Mr Quilty presented data in the webinar which showed China's hog market had remained incredibly firm despite pandemic disruptions.
Chinese hog prices are as much as 500pc above US prices.
"We expect them to remain this firm for the rest of the year," Mr Quilty said.
The Chinese government, desperate to keep them in check, had dramatically released frozen stocks in recent weeks but Mr Quilty points out there is a finite limit to those stocks.
Even with increased imports and local production factored in, the protein supply gap in China is forecast to sit around the 17.5m tonne mark for the next three years, he said.
With the International Monetary Fund forecasting Chinese economic growth to be a whopping 9.3pc next year (dependent on a vaccine for coronavirus), China will clearly be the engine room of global protein demand.
"That is why the suspension of Australian beef plants supplying China is bitterly disappointing.
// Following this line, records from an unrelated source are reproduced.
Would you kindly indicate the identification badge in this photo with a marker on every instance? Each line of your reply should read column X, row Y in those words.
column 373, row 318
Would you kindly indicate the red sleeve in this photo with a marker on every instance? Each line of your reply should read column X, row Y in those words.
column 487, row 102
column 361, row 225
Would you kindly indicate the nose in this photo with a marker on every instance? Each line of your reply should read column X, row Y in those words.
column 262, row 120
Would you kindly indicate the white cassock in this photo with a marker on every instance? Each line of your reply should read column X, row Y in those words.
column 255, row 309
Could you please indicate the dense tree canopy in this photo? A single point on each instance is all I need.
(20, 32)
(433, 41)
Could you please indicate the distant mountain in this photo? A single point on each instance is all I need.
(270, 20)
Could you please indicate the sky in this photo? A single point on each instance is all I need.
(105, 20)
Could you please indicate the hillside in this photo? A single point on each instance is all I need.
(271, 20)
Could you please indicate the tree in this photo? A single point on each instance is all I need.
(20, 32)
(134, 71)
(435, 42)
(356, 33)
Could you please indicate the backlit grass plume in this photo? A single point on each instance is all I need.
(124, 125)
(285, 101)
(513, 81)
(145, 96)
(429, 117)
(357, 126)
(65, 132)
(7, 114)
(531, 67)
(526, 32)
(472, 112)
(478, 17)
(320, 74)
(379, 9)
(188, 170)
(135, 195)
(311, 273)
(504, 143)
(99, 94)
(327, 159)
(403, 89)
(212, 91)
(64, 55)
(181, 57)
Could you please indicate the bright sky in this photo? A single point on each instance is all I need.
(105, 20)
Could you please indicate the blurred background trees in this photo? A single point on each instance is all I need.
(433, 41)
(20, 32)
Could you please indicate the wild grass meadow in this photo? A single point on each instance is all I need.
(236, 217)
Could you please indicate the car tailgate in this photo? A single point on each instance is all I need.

Next year it will be critical to have access to China," Mr Quilty said.
Australian beef's ability to capitalise will also be affected by the key role currency plays.
Australia is far more competitive in China based on currency than North America but what is frightening is that the currency of key beef competitors Argentina and Brazil is extraordinarily low - hit by trade wars and then pushed further down by COVID-19.
"China is the number one market for beef in the world and 78pc of its beef imports come from South America with currencies that are on average 45pc below the US dollar, compared to Australia's at 19pc," Mr Quilty said.
"That should serve as a stark reminder of how competitive the South Americans are in this key beef market."